= Wendy Jocko =

Wendy Jocko (born 1959/1960) is a former chief of the Algonquins of Pikwakanagan First Nation, and a former sergeant of the Canadian Armed Forces.

== Early life ==
Jocko was born in Pembroke, Ontario. to a military family. Her great-grandfather and his sons fought in the War of 1812. Her uncles served in World War I, while her father served in World War II. While in Europe, her father met Jocko's mother, who was a Scottish soldier. While living in Petawawa, at age 4, Jocko decided she wanted to be a soldier.

At age 15, Jocko began working for the post office as a sorter for mail and packages.

== Career ==
In 1979, at age 19, Jocko joined the Canadian Armed Forces, where she served for 23 years. She trained at Canadian Forces Recruit School Cornwallis before being posted to CFB Edmonton as a supply technician. She was posted to Calgary in 1986, becoming one of the first women to serve at her base. She served two tours in Bosnia and Croatia in 1993 and 1998, where she worked as a United Nations peacekeeper. Her final deployment was in Haiti.

After leaving the military in 2002, Jocko moved to Scotland, where she worked as a funeral director and embalmer. She eventually became a regional director of the British Institute of Funeral Directors.

In 2013, Jocko returned to Canada. She worked in Saskatchewan as a tractor truck driver. In 2015, she reconnected with the Algonquins of Pikwakanagan First Nation.

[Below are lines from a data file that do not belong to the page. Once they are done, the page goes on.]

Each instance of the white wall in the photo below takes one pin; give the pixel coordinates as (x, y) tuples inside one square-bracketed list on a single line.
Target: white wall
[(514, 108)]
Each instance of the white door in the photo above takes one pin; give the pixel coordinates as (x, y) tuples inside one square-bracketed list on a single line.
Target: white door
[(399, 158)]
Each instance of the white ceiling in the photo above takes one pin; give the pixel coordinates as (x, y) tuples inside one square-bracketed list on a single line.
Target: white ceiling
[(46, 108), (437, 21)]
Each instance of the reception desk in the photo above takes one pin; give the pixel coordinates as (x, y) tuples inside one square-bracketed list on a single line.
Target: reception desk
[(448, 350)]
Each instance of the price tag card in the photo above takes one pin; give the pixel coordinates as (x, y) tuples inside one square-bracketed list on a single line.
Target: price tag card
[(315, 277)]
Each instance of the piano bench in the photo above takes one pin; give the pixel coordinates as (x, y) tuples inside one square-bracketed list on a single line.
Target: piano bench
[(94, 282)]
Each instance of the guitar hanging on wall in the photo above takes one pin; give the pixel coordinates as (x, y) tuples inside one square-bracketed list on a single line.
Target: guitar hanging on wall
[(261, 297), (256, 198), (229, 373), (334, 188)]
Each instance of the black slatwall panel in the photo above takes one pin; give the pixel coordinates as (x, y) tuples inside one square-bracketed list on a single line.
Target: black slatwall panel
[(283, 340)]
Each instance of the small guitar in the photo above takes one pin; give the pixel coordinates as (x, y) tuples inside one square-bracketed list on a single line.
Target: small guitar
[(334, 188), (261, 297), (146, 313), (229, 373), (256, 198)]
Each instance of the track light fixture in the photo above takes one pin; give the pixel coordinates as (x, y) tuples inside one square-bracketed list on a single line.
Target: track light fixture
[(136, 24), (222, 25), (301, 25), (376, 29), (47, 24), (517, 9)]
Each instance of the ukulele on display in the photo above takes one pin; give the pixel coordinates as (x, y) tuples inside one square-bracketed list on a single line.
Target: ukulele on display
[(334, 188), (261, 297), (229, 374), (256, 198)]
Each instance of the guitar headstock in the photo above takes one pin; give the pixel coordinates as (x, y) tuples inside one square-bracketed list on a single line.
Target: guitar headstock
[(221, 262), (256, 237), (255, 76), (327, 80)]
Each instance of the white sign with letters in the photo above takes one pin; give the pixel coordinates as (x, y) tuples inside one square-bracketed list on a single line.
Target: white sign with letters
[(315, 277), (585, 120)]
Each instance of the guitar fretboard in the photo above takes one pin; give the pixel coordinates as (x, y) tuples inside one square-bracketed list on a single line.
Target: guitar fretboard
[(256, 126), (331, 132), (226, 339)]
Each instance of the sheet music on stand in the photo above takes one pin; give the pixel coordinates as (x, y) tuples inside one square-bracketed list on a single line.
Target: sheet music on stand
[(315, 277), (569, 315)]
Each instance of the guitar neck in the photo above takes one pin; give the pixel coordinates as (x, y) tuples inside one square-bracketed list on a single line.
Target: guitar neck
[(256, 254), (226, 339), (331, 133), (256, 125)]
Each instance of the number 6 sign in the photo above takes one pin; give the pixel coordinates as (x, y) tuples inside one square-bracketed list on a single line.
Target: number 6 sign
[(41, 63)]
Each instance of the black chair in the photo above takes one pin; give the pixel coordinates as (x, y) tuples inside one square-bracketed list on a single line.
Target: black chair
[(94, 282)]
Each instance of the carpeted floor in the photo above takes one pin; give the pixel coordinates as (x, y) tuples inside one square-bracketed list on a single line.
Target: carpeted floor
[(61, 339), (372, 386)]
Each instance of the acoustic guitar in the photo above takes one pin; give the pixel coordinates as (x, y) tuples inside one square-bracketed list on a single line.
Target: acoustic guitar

She was elected chief of the Algonquins of Pikwakanagan First Nation in 2020, and helped guide the community through the initial stages of the COVID-19 pandemic. She was defeated in the 2023 tribal elections by Greg Sarazin. In 2024, she joined the board of directors at TriCycle Data Systems.

== Personal life ==
Jocko has four children; her son, James McMullin, served with 1st Battalion, The Royal Canadian Regiment (1RCR).

In 2023, Jocko was awarded an honorary degree from Algonquin College. That same year, Elaine Goble painted a portrait of her as part of a series on Indigenous military veterans.